Semantic Segmentation runtime error at loss function

I am using a costume model for segmentation (SETRModel). The model output shape is (nBatch, 256, 256) and the code below confirms it (note that the channel is squeezed out). The target shape is the same (It’s a PILMask).

When I start training, I get a runtime error (see below) related to the loss function. What am I doing wrong?


    size = 480
    half= (256, 256) 
    splitter = FuncSplitter(lambda o: Path(o).parent.name == 'validation')

    dblock = DataBlock(blocks=(ImageBlock, MaskBlock(codes)),
                   get_items=get_relevant_images,
                   splitter=splitter,
                   get_y=get_mask, 
                   item_tfms=Resize((size,size)),
                   batch_tfms=[*aug_transforms(size=half), Normalize.from_stats(*imagenet_stats)])

    dls = dblock.dataloaders(path/'images', bs=4)

    model = SETRModel(patch_size=(32, 32), 
                in_channels=3, 
                out_channels=1, 
                hidden_size=1024, 
                num_hidden_layers=8, 
                num_attention_heads=16, 
                decode_features=[512, 256, 128, 64])


# Create a Learner using a custom model
loss = nn.BCEWithLogitsLoss()
learn = Learner(dls, model, loss_func=loss, lr=1.0e-4, cbs=callbacks, metrics=[Dice()])


# Let's test and make sure the loss function is happy with its inputs
learn.eval()
device = torch.device("cuda" if torch.cuda.is_available() else "cpu")
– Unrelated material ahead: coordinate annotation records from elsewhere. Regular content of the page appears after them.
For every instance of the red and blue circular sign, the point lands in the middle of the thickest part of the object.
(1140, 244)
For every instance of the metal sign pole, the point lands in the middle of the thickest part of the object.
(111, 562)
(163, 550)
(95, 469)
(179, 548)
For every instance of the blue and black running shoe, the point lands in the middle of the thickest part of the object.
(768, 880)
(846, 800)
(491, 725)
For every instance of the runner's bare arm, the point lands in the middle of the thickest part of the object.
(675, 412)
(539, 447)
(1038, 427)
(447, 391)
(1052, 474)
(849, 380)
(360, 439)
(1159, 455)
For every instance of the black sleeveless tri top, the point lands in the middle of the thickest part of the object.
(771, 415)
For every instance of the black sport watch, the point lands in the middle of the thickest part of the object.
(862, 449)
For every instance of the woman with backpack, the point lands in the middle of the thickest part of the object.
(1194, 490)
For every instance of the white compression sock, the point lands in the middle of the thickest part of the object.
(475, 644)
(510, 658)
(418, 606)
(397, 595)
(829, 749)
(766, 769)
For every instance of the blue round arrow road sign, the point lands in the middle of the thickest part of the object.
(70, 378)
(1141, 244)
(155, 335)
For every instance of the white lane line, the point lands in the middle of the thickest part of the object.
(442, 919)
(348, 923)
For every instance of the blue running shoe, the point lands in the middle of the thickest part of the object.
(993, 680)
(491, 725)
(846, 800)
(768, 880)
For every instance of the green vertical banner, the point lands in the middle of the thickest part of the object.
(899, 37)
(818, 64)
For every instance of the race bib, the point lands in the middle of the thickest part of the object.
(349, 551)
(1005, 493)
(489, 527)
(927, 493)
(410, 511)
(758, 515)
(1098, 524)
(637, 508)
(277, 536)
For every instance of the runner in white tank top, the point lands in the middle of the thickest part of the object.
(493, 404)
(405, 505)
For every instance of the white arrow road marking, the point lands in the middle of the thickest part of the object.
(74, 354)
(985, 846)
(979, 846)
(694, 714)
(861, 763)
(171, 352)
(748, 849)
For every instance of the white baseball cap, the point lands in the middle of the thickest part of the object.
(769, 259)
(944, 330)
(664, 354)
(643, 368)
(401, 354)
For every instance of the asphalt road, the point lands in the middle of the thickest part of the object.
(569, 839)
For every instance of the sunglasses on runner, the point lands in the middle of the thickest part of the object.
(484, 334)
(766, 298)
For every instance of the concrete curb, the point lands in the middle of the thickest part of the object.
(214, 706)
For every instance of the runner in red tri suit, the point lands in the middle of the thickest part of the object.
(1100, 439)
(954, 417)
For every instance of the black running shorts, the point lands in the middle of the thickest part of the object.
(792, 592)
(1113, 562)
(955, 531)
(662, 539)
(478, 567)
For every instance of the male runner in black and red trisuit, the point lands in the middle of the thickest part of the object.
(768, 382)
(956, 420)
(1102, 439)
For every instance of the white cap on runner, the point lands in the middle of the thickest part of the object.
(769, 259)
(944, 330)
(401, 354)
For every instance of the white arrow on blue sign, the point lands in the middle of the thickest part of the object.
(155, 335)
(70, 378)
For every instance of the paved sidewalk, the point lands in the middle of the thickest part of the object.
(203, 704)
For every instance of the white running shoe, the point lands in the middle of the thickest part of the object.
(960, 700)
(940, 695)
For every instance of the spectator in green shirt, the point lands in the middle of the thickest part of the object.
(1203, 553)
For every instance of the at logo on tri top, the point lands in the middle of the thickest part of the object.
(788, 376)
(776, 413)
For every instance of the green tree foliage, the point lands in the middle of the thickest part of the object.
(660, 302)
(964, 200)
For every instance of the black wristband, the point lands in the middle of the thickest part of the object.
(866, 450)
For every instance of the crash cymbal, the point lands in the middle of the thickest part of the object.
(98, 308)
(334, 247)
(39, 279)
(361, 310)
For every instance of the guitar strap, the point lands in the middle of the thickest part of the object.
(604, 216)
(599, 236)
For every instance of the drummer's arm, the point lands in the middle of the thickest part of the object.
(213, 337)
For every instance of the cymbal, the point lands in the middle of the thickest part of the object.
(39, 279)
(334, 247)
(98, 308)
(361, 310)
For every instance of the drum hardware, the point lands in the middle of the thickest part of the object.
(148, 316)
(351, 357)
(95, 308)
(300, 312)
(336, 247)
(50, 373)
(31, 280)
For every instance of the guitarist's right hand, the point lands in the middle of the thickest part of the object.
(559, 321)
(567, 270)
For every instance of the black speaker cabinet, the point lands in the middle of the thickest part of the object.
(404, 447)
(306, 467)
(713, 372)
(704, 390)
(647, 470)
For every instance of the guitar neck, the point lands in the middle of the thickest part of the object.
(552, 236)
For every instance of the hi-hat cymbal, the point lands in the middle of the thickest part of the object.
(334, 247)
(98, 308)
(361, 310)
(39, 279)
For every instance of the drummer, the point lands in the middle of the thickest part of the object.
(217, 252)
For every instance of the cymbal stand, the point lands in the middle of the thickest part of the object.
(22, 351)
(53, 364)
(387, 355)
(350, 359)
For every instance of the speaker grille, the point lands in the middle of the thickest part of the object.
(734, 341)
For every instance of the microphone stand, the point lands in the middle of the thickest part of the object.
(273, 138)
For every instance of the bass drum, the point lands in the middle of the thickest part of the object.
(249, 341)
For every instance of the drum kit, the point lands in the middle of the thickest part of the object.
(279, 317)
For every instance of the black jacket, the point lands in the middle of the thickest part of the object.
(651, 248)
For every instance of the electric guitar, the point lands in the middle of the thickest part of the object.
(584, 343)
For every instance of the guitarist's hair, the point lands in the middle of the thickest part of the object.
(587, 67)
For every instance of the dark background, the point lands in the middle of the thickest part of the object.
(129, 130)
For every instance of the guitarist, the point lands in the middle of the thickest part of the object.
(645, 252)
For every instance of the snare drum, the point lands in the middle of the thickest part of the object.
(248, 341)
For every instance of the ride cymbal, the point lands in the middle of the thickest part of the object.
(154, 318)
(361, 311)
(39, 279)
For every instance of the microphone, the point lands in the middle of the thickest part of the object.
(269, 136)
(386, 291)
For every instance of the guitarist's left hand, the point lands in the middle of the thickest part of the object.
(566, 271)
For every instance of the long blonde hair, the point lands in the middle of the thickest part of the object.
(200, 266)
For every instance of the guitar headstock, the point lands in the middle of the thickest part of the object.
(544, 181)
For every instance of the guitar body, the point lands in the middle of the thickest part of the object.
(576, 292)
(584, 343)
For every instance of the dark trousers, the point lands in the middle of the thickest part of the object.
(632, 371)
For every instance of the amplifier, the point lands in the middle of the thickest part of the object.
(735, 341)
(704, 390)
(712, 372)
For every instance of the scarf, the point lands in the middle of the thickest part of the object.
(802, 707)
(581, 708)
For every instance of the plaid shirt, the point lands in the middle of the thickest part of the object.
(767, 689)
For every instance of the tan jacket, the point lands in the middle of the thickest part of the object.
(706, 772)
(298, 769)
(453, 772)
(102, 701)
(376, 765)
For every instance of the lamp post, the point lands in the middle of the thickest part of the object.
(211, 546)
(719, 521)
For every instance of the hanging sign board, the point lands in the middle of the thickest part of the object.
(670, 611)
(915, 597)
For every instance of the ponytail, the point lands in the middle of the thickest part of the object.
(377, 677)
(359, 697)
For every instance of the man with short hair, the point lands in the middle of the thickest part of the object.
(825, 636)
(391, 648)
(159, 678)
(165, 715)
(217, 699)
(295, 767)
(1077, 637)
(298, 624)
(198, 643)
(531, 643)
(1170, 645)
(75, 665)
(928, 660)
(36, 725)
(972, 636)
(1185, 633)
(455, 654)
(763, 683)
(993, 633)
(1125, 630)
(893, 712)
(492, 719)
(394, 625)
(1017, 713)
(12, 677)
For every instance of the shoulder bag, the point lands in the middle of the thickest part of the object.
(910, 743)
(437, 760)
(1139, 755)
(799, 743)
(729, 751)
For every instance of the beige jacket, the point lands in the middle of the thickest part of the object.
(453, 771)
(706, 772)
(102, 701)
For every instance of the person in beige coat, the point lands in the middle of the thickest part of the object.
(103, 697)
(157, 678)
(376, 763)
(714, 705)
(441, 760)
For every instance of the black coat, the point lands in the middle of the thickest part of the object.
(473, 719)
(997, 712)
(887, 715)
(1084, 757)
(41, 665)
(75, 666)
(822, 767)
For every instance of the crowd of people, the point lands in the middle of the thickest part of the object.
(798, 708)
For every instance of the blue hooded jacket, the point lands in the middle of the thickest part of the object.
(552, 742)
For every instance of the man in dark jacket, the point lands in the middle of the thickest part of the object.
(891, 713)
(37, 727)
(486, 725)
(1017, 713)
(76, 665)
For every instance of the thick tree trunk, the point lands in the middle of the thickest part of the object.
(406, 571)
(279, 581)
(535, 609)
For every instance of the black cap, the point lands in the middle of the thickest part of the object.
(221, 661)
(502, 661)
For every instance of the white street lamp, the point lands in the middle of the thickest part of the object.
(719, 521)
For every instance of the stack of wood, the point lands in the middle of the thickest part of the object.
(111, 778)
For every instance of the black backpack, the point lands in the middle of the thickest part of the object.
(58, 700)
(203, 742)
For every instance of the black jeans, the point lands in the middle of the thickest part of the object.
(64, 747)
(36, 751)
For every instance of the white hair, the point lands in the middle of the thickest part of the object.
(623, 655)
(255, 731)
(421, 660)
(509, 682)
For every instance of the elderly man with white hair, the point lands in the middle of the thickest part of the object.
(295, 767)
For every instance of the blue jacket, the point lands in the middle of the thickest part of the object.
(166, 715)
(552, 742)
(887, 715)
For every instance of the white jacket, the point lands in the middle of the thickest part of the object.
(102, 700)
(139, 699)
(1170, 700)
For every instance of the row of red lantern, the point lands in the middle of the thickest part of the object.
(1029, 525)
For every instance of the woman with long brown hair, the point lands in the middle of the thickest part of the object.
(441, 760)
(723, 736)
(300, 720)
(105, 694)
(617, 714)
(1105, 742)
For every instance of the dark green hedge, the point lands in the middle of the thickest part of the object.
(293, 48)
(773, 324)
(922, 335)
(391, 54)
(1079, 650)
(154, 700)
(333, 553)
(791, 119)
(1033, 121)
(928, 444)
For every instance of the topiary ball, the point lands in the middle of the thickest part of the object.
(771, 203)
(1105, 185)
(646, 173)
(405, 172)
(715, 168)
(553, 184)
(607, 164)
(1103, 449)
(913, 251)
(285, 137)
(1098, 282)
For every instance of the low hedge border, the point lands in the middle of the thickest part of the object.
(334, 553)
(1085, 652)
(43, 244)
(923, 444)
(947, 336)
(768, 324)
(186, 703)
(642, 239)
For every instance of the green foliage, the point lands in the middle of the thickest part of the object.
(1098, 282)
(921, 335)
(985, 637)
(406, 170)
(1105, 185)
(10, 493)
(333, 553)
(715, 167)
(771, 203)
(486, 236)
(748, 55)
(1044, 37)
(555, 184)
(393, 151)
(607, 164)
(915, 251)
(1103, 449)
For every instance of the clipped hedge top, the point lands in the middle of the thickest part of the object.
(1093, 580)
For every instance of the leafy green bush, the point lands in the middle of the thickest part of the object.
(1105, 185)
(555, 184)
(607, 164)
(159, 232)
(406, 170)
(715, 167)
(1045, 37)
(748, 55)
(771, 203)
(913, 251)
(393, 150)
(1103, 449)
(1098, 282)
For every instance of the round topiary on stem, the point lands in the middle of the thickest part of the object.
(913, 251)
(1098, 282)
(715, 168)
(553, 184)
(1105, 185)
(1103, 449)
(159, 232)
t1 = torch.rand(4, 3, 256, 256).to(device)
print("input: " + str(t1.shape))

pred = learn.model(t1).to(device)
print("output: " + str(pred.shape))

# prints this:
# input: torch.Size([4, 3, 256, 256])
# output: torch.Size([4, 256, 256])

target = next(iter(learn.dls.train))[1]
target = target.type(torch.float32).to(device)
target.size(), pred.size()

# prints this:
# (torch.Size([4, 256, 256]), torch.Size([4, 256, 256]))

loss(pred, target)

# prints this:
# TensorMask(0.6844, device='cuda:0', grad_fn=<AliasBackward>)

# so, the loss function is happy with its inputs

learn.fine_tune(50)

# prints this:
# ---------------------------------------------------------------------------
# RuntimeError                              Traceback (most recent call last)
# <ipython-input-114-0e514c73651a> in <module>()
# ----> 1 learn.fine_tune(50)

# 19 frames
# /usr/local/lib/python3.7/dist-packages/torch/nn/functional.py in binary_cross_entropy_with_logits(input, target, weight, size_average, reduce, reduction, pos_weight)
#    2827 pixel_shuffle = _add_docstr(torch.pixel_shuffle, r"""
#    2828 Rearranges elements in a tensor of shape :math:`(*, C \times r^2, H, W)` to a
# -> 2829 tensor of shape :math:`(*, C, H \times r, W \times r)`.
#    2830 
#    2831 See :class:`~torch.nn.PixelShuffle` for details.

# RuntimeError: result type Float can't be cast to the desired output type Long

Answering my own question (hoping it helps someone else). I had to use my custom loss function.

def my_loss(input, target):
  inp = input.type(torch.FloatTensor).clone()
  t = target.type(torch.FloatTensor).clone()
  return nn.BCEWithLogitsLoss()(inp, t)